There are two wonderful, and wonderfully different, paintings hanging side by side. Loud in the case of Michael Galvin's "David with the head of Goliath" can be inferred in its frenetic surrealism and priapic explicitness. Galvin fills his frame with, among other details, curly tentacled entrails, a hand holding a head by the hair and a tumescent penis.
Next to Galvin's painting is "Oops!," an acrylic and ink work on canvas by Mark Penner-Howell. "Oops!" contains two images of a young boy that appear cribbed from an old Dick and Jane primary school reader. In the center, Dick kneels with his hands down. Then, to the right, he is tumbling backwards amid comic strip stars. He is sent flying by colored waves of force blasting through a dirt hole opening ringed with torn metal electrical cables. According to Penner-Howell's artist statement, "this work borrows from the oversimplified civics lessons of old Dick and Jane stories to create protest art from normally benign images." Read this way, little Dick—or is it George?—is trapped in a hole through his own foolishness and is sent flying when his unwise entanglements blow up in his face.
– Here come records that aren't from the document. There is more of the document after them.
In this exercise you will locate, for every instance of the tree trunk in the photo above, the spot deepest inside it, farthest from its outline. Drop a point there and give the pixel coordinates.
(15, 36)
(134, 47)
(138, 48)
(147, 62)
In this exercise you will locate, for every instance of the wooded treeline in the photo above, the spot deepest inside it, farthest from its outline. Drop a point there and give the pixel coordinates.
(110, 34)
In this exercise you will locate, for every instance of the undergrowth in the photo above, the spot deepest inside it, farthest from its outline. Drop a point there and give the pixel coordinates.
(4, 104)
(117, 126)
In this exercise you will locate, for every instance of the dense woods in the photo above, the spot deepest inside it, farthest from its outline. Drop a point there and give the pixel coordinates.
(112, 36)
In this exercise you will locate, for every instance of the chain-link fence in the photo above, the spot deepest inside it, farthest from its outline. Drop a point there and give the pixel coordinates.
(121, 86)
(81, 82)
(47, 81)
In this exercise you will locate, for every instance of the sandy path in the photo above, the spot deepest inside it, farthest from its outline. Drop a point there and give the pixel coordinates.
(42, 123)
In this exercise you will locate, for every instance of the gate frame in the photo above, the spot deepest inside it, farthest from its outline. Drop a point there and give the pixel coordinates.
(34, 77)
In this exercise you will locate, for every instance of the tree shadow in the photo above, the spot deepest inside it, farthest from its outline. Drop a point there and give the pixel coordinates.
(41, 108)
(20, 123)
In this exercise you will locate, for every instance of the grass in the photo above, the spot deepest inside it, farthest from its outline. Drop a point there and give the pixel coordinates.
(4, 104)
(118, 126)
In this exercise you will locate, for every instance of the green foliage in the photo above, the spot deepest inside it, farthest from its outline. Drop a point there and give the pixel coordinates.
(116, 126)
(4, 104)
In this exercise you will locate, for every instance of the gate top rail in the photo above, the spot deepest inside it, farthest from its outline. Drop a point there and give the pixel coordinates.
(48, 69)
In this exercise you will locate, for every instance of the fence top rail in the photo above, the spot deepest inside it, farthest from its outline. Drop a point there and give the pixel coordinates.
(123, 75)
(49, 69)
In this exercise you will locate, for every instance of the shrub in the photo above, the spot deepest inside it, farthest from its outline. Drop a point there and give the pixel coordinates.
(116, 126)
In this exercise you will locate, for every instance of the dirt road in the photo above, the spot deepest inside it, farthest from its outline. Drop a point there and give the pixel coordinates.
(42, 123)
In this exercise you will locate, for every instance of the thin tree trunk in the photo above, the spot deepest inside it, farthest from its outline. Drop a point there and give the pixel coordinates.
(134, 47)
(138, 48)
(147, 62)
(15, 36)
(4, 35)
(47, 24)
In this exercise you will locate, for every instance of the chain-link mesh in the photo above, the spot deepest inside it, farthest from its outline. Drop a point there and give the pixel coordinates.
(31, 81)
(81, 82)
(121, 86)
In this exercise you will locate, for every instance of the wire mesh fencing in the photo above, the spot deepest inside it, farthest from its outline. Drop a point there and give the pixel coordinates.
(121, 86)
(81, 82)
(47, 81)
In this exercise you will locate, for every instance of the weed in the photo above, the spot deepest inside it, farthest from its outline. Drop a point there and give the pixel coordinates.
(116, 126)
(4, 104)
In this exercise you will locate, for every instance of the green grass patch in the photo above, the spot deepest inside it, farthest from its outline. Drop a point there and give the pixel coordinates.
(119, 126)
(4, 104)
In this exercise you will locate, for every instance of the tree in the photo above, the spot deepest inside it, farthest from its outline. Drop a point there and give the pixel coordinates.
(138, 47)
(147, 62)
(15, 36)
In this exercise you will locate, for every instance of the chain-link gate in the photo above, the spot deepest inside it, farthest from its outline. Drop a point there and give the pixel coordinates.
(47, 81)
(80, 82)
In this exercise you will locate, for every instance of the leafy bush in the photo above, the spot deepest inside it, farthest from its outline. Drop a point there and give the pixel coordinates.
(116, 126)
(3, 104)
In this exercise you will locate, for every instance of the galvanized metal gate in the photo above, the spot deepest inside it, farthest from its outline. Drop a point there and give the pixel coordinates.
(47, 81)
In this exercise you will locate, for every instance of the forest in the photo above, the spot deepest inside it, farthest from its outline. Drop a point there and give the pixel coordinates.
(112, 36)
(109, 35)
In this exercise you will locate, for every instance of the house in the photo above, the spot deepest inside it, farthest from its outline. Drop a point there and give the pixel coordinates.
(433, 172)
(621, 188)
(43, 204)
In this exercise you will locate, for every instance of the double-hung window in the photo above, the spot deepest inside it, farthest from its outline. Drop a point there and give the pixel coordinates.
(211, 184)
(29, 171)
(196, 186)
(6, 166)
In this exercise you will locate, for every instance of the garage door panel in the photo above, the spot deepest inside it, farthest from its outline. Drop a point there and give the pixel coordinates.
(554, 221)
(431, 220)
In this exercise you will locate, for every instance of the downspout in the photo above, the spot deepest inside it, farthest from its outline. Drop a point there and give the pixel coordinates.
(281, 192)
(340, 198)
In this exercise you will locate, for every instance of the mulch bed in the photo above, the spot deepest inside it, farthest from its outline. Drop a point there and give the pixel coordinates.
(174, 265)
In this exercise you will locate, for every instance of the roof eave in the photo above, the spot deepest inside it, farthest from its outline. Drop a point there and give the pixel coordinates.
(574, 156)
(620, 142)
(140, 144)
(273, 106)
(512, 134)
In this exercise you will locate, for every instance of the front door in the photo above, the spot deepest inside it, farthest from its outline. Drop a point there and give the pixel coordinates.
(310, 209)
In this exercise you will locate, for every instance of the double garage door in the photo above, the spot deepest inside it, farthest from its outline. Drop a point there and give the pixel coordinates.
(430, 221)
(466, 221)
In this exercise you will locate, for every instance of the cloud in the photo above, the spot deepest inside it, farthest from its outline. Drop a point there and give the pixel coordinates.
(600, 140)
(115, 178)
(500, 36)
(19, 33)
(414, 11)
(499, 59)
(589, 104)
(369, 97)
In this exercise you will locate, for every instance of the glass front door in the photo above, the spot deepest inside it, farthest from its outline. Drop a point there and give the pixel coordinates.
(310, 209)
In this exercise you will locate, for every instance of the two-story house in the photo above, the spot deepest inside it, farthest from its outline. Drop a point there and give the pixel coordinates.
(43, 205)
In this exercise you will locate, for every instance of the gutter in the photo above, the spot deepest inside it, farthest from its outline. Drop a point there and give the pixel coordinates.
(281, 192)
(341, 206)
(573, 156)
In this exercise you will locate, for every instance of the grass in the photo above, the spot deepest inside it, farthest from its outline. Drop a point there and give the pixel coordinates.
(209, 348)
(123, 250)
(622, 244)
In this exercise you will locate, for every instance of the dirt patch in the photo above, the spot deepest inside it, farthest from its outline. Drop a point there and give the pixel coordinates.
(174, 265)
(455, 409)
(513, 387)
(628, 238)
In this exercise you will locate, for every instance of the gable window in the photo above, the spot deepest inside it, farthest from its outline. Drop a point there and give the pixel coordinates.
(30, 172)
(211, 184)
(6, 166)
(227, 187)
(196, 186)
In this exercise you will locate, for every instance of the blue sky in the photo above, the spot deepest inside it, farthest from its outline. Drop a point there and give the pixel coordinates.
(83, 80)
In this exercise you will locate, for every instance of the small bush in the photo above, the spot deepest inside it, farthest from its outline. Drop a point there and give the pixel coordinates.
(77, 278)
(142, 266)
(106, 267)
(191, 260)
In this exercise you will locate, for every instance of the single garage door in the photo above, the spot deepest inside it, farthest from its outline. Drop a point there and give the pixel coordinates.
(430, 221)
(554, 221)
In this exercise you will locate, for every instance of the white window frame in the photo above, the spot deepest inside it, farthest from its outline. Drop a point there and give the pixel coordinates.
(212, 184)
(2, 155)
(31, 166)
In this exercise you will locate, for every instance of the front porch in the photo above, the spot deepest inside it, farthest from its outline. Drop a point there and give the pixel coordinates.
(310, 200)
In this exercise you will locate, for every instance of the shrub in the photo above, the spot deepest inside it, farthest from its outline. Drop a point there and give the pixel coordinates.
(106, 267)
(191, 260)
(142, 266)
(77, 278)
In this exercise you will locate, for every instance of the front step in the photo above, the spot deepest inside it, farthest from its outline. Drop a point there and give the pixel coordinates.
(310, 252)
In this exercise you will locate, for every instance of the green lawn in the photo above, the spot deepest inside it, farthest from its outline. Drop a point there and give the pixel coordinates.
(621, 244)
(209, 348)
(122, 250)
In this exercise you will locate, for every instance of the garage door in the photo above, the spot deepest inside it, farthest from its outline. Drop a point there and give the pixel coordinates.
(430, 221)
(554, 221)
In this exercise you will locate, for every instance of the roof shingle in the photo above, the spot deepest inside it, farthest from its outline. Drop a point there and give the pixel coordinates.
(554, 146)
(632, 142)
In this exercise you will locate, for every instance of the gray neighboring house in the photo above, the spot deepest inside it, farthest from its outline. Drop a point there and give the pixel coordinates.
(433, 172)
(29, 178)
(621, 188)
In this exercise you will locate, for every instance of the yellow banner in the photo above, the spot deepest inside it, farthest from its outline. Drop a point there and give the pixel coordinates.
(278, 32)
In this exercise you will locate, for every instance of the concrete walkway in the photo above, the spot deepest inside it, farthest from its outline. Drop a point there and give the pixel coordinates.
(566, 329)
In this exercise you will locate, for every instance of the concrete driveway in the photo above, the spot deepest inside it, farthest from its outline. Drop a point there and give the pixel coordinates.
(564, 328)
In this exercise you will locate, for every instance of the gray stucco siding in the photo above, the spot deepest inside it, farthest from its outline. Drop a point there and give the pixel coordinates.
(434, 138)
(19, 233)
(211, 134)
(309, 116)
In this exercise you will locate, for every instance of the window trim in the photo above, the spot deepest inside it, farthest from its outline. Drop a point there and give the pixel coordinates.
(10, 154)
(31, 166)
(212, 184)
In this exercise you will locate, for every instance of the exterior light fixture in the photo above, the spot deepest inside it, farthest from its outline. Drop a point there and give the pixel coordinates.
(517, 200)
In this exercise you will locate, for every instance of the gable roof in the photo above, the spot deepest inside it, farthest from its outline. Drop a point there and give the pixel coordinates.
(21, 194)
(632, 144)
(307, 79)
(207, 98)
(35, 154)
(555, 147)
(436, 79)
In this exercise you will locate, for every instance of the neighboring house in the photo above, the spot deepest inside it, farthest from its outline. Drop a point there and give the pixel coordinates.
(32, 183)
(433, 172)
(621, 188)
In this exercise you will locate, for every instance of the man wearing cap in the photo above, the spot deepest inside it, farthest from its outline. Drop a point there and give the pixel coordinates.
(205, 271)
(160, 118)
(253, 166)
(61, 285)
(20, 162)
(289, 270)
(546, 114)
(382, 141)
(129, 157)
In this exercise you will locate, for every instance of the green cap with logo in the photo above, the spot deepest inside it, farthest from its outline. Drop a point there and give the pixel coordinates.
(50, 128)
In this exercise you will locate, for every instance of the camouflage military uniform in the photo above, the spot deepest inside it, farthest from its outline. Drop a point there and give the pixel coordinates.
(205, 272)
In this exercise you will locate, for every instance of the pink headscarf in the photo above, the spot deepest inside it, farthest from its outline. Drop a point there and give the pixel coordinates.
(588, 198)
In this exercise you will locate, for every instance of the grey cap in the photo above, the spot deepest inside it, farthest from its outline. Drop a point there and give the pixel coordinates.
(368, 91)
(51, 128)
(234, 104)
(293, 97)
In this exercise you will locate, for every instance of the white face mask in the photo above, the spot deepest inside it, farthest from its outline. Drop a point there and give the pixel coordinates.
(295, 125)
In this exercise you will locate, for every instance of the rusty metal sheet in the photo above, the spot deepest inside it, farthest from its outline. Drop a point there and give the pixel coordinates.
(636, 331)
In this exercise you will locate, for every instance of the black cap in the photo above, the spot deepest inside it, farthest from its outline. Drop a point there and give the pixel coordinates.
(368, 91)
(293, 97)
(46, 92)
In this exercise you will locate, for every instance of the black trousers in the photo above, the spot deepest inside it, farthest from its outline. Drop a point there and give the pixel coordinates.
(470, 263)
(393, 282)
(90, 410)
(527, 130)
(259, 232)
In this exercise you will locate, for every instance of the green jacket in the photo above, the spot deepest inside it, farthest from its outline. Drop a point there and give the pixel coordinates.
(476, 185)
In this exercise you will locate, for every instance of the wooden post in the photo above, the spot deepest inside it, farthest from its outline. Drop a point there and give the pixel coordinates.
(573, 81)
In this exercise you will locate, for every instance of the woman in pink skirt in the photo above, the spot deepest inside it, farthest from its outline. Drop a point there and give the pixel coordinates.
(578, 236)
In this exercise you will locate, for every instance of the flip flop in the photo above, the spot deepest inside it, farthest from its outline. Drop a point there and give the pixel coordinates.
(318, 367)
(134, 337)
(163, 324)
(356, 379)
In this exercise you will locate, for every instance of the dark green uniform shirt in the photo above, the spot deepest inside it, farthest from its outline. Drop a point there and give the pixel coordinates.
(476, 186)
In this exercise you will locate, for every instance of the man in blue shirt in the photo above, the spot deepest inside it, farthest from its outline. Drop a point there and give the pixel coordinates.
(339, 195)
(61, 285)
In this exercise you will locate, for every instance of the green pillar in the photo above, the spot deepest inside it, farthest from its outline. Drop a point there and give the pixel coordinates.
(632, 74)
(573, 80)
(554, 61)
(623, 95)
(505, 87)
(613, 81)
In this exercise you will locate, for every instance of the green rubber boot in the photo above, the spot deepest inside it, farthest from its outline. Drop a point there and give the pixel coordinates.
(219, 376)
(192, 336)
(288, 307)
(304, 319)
Kaboom!
Nicole Henderson's "Deregulation II," a print, is also a protest of sorts. In the jumble of imagery—including a fish and what might be a man in a miner's helmet—she wants to convey the "chaos and destruction" wrought by environmental deregulation. This meaning isn't readily apparent in the viewing. Nonetheless, the print is attractive in the layering of its colors, line work and shading.
Some Loud works are actually quite quiet. Among these are "Untitled #61" by Keith Adams, a small cellphone photo print. It's an odd little image, shot from above and behind a very young girl standing on a sidewalk. The shadows of both the girl and the photographer are thrown ahead of them, exaggerating the size of the girl's round head all out of proportion to her body. Jon Petro's large, square oil painting "1501" is mostly yellow over a darker base of color. Petro has built up his surface in layers and layers of yellow rings. It is bright but ultimately subtle.
And then there is Valerie Patterson's watercolor "Too Late." The opposite of loud, this work offers the silence of death. Patterson portrays a Civil War battlefield, corpses strewn about, in photographic black and white. Incongruously, in the left foreground stands a young girl in a pink princess outfit waving a magic wand in one hand and trying to cast a spell with the other. But no magic can return life to these men. And, perhaps in recognition of that, her face, in profile, seems drawn and there is a puffy redness around her eye.
Finally, I don't know where "Defense" by Marlon Ismalon fits in a loud/quiet continuum. But it is a stunning and unique work. Ismalon has crafted an image of a spider-woman with stitches of thread on paper and canvas. The color detail work is incredible, especially rewarding on close inspection.
While I was disappointed that there wasn't one wall lined with Marshall amplifier stacks inundating me with feedback overtones of a crashing major chord, I quite enjoyed Loud. In a quiet way, of course.